Several justices scoffed when Edison's lawyer argued that a switch of investments might have confused the workers who participate in the plan.
"How was there investor confusion?" Chief Justice John Roberts asked. "It seems to me one sentence saying, 'Well, we have been paying 0.3 percent, this is 0.2 percent, that's why we're changing' — they're not going to, you know, running out in the halls screaming that there's confusion about that."
The case is at the Supreme Court amid intensified scrutiny of fees in retirement accounts, now the primary savings vehicle for old age. More than a dozen companies, including Lockheed Martin Corp. and ABB Ltd., have been sued since 2006. Lockheed last week settled its case for $62 million. Americans held $6.6 trillion in 401(k)-type plans as of Sept. 30, according to the Investment Company Institute.

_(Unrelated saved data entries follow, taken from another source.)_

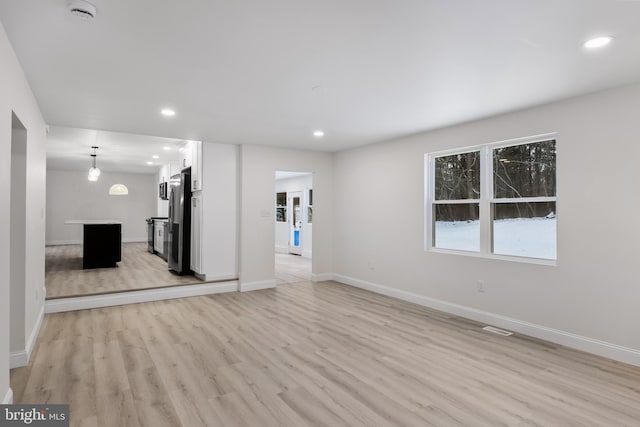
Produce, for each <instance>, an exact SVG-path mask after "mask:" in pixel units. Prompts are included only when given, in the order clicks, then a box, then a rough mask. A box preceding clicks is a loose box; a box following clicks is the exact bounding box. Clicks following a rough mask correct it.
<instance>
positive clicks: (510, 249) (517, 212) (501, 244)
mask: <svg viewBox="0 0 640 427" xmlns="http://www.w3.org/2000/svg"><path fill="white" fill-rule="evenodd" d="M555 212H556V204H555V202H545V203H496V204H494V205H493V213H494V220H493V253H495V254H498V255H514V256H521V257H529V258H543V259H556V213H555Z"/></svg>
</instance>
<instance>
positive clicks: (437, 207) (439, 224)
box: [433, 203, 480, 252]
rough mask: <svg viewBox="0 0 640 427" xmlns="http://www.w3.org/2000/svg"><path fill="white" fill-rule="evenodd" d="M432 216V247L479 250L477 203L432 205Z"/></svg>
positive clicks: (479, 244)
mask: <svg viewBox="0 0 640 427" xmlns="http://www.w3.org/2000/svg"><path fill="white" fill-rule="evenodd" d="M434 218H435V226H434V228H433V230H434V241H433V245H434V247H436V248H440V249H457V250H461V251H474V252H478V251H480V221H479V205H478V203H463V204H442V205H434Z"/></svg>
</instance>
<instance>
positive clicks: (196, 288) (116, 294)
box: [45, 281, 238, 313]
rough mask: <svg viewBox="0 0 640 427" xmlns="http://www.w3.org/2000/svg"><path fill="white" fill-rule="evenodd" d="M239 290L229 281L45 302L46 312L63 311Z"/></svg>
mask: <svg viewBox="0 0 640 427" xmlns="http://www.w3.org/2000/svg"><path fill="white" fill-rule="evenodd" d="M237 290H238V282H237V281H229V282H218V283H203V284H200V285H184V286H172V287H169V288H159V289H146V290H143V291H130V292H118V293H114V294H104V295H89V296H85V297H71V298H60V299H53V300H47V301H46V302H45V313H59V312H62V311H75V310H86V309H89V308H100V307H111V306H114V305H124V304H137V303H141V302H151V301H162V300H166V299H174V298H187V297H195V296H202V295H212V294H219V293H223V292H236V291H237Z"/></svg>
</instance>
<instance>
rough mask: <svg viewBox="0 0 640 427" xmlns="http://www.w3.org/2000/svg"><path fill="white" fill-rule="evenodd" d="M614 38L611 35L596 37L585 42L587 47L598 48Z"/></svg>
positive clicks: (597, 48) (607, 42) (608, 42)
mask: <svg viewBox="0 0 640 427" xmlns="http://www.w3.org/2000/svg"><path fill="white" fill-rule="evenodd" d="M612 40H613V37H611V36H600V37H594V38H592V39H589V40H587V41H586V42H584V47H586V48H587V49H598V48H600V47H605V46H606V45H608V44H609V43H611V41H612Z"/></svg>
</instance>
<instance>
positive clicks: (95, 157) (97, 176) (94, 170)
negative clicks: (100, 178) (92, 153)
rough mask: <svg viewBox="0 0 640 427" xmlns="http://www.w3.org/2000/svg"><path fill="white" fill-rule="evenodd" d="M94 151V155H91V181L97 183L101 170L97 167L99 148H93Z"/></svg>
mask: <svg viewBox="0 0 640 427" xmlns="http://www.w3.org/2000/svg"><path fill="white" fill-rule="evenodd" d="M91 148H92V149H93V154H91V168H90V169H89V176H88V178H89V181H94V182H95V181H97V180H98V177H99V176H100V169H98V168H97V167H96V157H97V154H96V150H97V149H98V147H95V146H94V147H91Z"/></svg>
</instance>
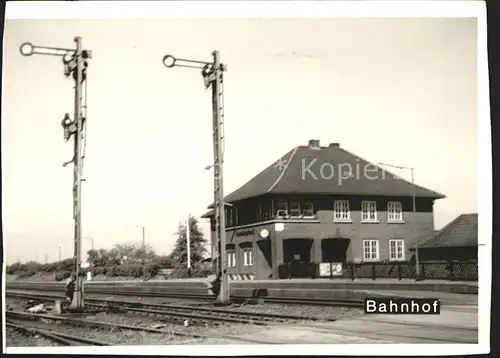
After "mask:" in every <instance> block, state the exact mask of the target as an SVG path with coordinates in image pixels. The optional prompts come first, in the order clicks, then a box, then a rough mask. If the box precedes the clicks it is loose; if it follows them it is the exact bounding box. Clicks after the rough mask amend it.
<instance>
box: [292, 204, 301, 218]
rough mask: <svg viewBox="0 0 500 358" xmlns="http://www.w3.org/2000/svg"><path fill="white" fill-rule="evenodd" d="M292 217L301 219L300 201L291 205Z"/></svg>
mask: <svg viewBox="0 0 500 358" xmlns="http://www.w3.org/2000/svg"><path fill="white" fill-rule="evenodd" d="M290 216H292V217H296V218H297V217H300V216H301V213H300V203H299V202H298V201H292V202H291V203H290Z"/></svg>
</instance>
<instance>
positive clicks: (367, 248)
mask: <svg viewBox="0 0 500 358" xmlns="http://www.w3.org/2000/svg"><path fill="white" fill-rule="evenodd" d="M363 259H364V260H365V261H377V260H378V259H379V250H378V240H363Z"/></svg>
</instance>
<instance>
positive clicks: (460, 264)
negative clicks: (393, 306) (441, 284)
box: [279, 261, 478, 281]
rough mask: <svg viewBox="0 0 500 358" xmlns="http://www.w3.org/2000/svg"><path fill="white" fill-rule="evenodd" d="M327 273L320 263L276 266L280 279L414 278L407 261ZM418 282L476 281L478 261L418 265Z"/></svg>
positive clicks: (377, 262) (308, 263) (423, 263)
mask: <svg viewBox="0 0 500 358" xmlns="http://www.w3.org/2000/svg"><path fill="white" fill-rule="evenodd" d="M331 266H335V269H332V268H330V273H329V274H325V273H324V272H323V273H320V264H317V263H309V262H290V263H287V264H282V265H280V266H279V278H281V279H286V278H308V277H310V278H321V277H324V278H327V277H330V278H332V279H335V278H350V279H352V280H354V279H357V278H364V279H373V280H376V279H378V278H393V279H398V280H402V279H417V277H416V266H415V265H414V264H412V263H409V262H387V263H380V262H377V263H366V262H364V263H343V264H340V269H339V265H338V264H336V263H333V264H332V265H331ZM419 266H420V275H419V276H420V277H418V279H419V280H449V281H477V280H478V264H477V261H448V262H442V261H441V262H423V263H422V262H421V263H420V265H419Z"/></svg>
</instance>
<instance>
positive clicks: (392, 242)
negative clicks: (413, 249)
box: [389, 239, 405, 260]
mask: <svg viewBox="0 0 500 358" xmlns="http://www.w3.org/2000/svg"><path fill="white" fill-rule="evenodd" d="M404 258H405V241H404V240H402V239H394V240H389V259H390V260H404Z"/></svg>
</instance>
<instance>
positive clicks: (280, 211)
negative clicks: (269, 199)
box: [276, 201, 288, 217]
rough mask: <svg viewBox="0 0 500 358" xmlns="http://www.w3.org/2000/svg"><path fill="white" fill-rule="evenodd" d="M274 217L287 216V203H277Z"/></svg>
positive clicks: (287, 204) (287, 207) (287, 209)
mask: <svg viewBox="0 0 500 358" xmlns="http://www.w3.org/2000/svg"><path fill="white" fill-rule="evenodd" d="M276 209H277V210H276V216H277V217H286V216H288V203H287V202H286V201H278V204H277V206H276Z"/></svg>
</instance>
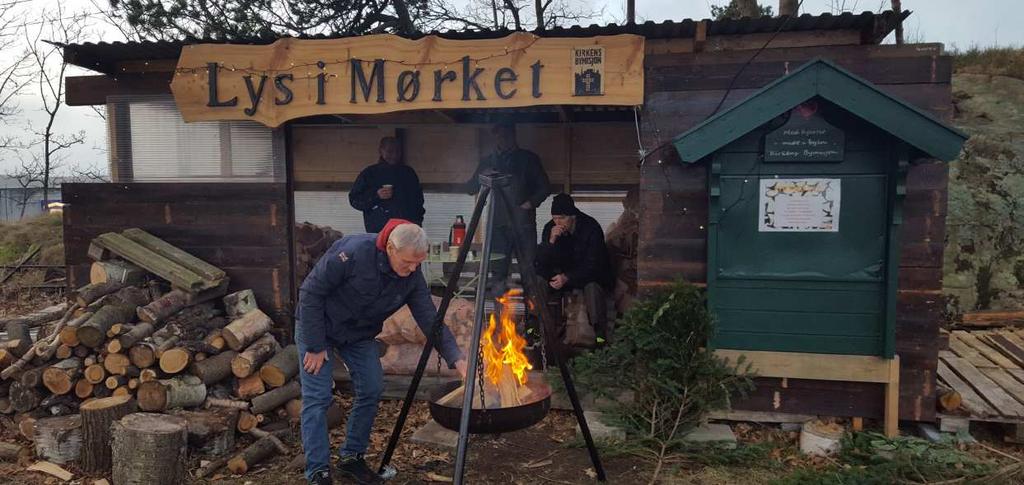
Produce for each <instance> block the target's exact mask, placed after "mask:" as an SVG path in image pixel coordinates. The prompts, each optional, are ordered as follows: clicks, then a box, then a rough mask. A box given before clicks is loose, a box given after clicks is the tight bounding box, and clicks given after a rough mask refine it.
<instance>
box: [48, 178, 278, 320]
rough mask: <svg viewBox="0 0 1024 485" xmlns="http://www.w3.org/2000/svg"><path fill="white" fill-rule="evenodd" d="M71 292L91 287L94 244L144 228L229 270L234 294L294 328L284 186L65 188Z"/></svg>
mask: <svg viewBox="0 0 1024 485" xmlns="http://www.w3.org/2000/svg"><path fill="white" fill-rule="evenodd" d="M61 190H62V196H63V202H65V203H67V204H68V206H67V207H65V210H63V240H65V259H66V262H67V264H68V285H69V288H72V289H74V288H79V286H81V285H83V284H86V283H88V282H89V265H90V264H91V263H92V261H91V260H90V259H89V258H88V257H87V256H86V252H87V250H88V248H89V242H90V241H91V240H92V238H93V237H95V236H97V235H99V234H101V233H103V232H111V231H121V230H124V229H127V228H130V227H139V228H142V229H144V230H146V231H150V232H151V233H153V234H154V235H156V236H157V237H161V238H163V239H164V240H166V241H168V242H170V244H172V245H174V246H177V247H178V248H180V249H182V250H184V251H186V252H188V253H191V254H193V255H195V256H197V257H198V258H200V259H202V260H204V261H206V262H208V263H210V264H212V265H214V266H217V267H219V268H221V269H223V270H224V271H225V272H226V273H227V276H228V277H229V278H230V286H229V289H228V290H229V291H231V292H234V291H239V290H245V289H252V290H253V292H254V293H255V294H256V299H257V303H259V306H260V308H261V309H262V310H263V311H264V312H266V314H267V315H269V316H270V317H271V318H273V320H274V321H275V322H276V323H278V324H279V325H283V326H284V327H285V328H289V329H290V328H291V321H292V310H293V306H294V305H293V301H292V291H291V289H292V283H291V278H292V274H291V270H292V269H291V265H290V264H289V238H290V236H291V229H290V226H289V219H290V215H289V213H290V210H289V208H288V201H289V197H288V192H287V189H286V185H285V184H283V183H128V184H124V183H66V184H63V185H62V186H61Z"/></svg>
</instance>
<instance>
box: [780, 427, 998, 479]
mask: <svg viewBox="0 0 1024 485" xmlns="http://www.w3.org/2000/svg"><path fill="white" fill-rule="evenodd" d="M995 470H996V467H995V464H992V462H987V461H982V460H981V459H979V458H978V457H976V456H974V455H972V454H970V453H968V452H967V451H964V450H962V449H959V448H958V447H957V445H956V444H955V443H954V442H952V441H949V442H943V443H931V442H929V441H926V440H923V439H920V438H912V437H900V438H894V439H890V438H886V437H885V436H883V435H881V434H878V433H856V434H853V435H848V436H847V437H845V438H844V439H843V447H842V451H841V452H840V454H839V455H838V456H837V460H836V464H835V465H830V466H828V467H824V468H818V469H812V468H804V469H801V470H798V471H796V472H794V473H793V474H790V475H787V476H785V477H783V478H780V479H778V480H775V481H773V482H772V485H797V484H800V485H845V484H858V485H861V484H862V485H876V484H877V485H888V484H893V483H933V482H944V481H950V480H951V481H956V480H963V481H964V482H968V483H969V481H970V480H977V479H982V478H984V477H986V476H988V475H990V474H991V473H993V472H994V471H995ZM957 483H961V482H957Z"/></svg>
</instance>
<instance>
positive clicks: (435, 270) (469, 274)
mask: <svg viewBox="0 0 1024 485" xmlns="http://www.w3.org/2000/svg"><path fill="white" fill-rule="evenodd" d="M474 253H476V252H471V253H470V254H471V255H472V254H474ZM503 259H505V255H504V254H501V253H492V255H490V261H492V263H493V262H495V261H501V260H503ZM455 265H456V258H455V256H454V255H452V254H451V253H446V254H441V255H440V256H439V257H435V256H433V255H431V256H430V257H429V258H427V259H426V261H424V262H423V274H424V276H425V277H426V279H427V285H429V286H445V285H446V284H447V279H449V277H451V276H452V271H455ZM479 279H480V261H479V260H478V259H475V258H474V259H472V260H471V259H469V258H467V259H466V264H465V265H464V266H463V268H462V274H461V275H460V277H459V281H458V285H457V288H456V290H455V296H456V297H457V298H463V296H464V295H467V294H468V295H470V296H472V295H473V293H474V292H476V283H477V281H478V280H479Z"/></svg>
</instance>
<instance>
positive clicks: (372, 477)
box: [338, 454, 384, 485]
mask: <svg viewBox="0 0 1024 485" xmlns="http://www.w3.org/2000/svg"><path fill="white" fill-rule="evenodd" d="M338 476H340V477H341V478H343V479H346V480H347V481H350V482H352V483H357V484H374V485H376V484H382V483H384V480H382V479H381V477H380V475H377V472H374V471H373V470H370V467H368V466H367V460H366V459H362V455H361V454H360V455H356V456H345V457H342V458H341V462H339V464H338Z"/></svg>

A federal appeals court said the Edison workers could sue only over three funds that were added to the plan within the six-year time limit to file a lawsuit. The workers won $371,000 on those funds and say they are entitled to additional damages on funds added earlier.
Little Support
The appeals court's reasoning drew little support in the hour-long hearing. The justices instead focused on what standards should apply when plans continue to hold old investments.
Edison's lawyer, Jonathan Hacker, said he agreed with the workers that funds must periodically monitor investments, even those added more than six years earlier. Hacker instead argued that the Edison workers had failed to show that the company's monitoring was inadequate.
Justice Anthony Kennedy balked when Hacker argued that plan trustees don't have a legal duty to be on constant lookout for cheaper investments.
"You certainly do if that's what a prudent trustee would do," Kennedy said.